We tried to make it more concise, although it is difficult as far as the other reviewer ask to make it longer.

 

Minor

  1. There are many abbreviations in the abstract that makes it impossible to read alone, whether this is acceptable or not is up to the Editor / publisher.

    Corrected.
  2. In lines 40-44 When arguing that body composition and BMI are insufficient to assess nutritional status it should be specified that this concerns measurements at one time point, whereas a change in these parameters are of more informative. A significant weight loss will influence BMI and the sentences in lines 40-44 seem contradictory.

Corrected.

  1. A mixed IBD cohort of 82 patients was examined. In line 87 it is stated that “Malnutrition was diagnosed for BMI<18.5…” This statement or definition is confusing since GLIM uses BMI < 20 inpatients < 70 years. Please rephrase and replace by “underweight” to avoid multiple definition of malnutrition. Similarly in line 88, please replace “normal nutritional status” with “normal weight”.

    Corrected.
  2. Line 100: please rephrase “CRP protein levels”, C-reactive protein is a protein. Please define CRP in line 100 and use the abbreviation in line 272.

Corrected.

  1. In the methods section, please specify that the study population consisted of non-Asian participants.

We added the information about ethnic background.

  1. Statistics. Did all variables have normal distribution, whereas only non-parametric tests were used for comparisons between groups? Please comment or adjust. Data with non-normal distribution should preferably be presented as median (range or IQR).

    All statistics have normal distribution.
  2. Results. One decimal seems sufficient when presenting for instance mean age and SD. Similarly, the inconsistency between none, one and two decimals should be adjusted in lines 173 and onwards, the level of precision of these variables is only modest.
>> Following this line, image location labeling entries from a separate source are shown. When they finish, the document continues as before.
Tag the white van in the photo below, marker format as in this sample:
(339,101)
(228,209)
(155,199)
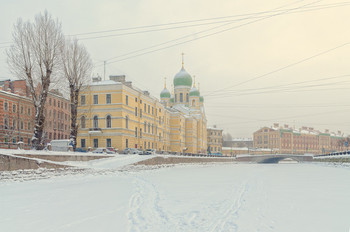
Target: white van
(60,145)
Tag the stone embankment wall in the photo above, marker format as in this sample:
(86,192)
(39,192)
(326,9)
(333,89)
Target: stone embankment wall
(182,160)
(62,158)
(10,163)
(27,161)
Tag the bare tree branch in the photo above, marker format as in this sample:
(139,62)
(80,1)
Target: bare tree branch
(35,57)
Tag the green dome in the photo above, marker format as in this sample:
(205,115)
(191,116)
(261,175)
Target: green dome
(194,92)
(165,93)
(182,78)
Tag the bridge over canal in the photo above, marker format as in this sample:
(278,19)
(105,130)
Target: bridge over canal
(273,158)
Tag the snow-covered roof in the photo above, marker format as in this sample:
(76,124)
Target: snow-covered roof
(106,82)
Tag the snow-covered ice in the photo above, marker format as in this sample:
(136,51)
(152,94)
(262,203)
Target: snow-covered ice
(212,197)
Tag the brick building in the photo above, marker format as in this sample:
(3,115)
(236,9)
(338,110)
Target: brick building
(16,114)
(57,113)
(215,140)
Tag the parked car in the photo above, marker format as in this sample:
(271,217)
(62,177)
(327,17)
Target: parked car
(149,152)
(60,145)
(102,150)
(112,149)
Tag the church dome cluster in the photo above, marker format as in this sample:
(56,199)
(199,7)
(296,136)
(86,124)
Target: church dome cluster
(165,93)
(182,82)
(183,78)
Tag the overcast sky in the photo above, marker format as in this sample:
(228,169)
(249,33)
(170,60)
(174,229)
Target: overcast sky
(289,65)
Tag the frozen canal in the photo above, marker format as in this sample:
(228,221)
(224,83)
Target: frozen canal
(223,197)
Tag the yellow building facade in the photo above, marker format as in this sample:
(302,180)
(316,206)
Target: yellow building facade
(114,113)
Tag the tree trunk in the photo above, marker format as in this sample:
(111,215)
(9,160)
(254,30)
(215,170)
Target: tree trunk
(37,140)
(74,94)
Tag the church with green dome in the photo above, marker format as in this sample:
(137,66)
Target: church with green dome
(185,108)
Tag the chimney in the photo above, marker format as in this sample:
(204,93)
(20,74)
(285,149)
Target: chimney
(117,78)
(128,83)
(96,79)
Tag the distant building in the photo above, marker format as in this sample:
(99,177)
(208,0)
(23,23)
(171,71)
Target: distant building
(298,141)
(57,117)
(115,113)
(215,140)
(16,114)
(239,142)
Related to this, the number of digits in p-values in Table 1 is also very high, please reduce 0.1257 to 0.12 etc.

With all due respect, this is the editors’ recommendations to leave it in this form.

  1. Line 324: it is claimed that patients with CD and UC frequently follow dietary restrictions. Do the authors mean self-imposed restrictions or given by a health care professional in Poland? It was stated that all these patients were in remission. Did some have short bowel syndrome not specified in Table 1?

    We added the inforamtion about self-imposed dietary restrictions. No one has short bowel syndrome.
  2. In table 1 it is peculiar that five patients with UC had undergone intestinal resection. Were these five patients operated by total colectomy or other procedures?

    No, these 5 patients had partial resections. We added the information in Table 1.
  3. In Table 3, the headers NMA and MUST have been indented and makes it difficult to read, please adjust. Left alignment of the headers would work better.

Corrected

 

Round 2

Reviewer 2 Report

Comments and Suggestions for Authors

I am impressed by the accurate and rapid response from the authors and I do not have further questions.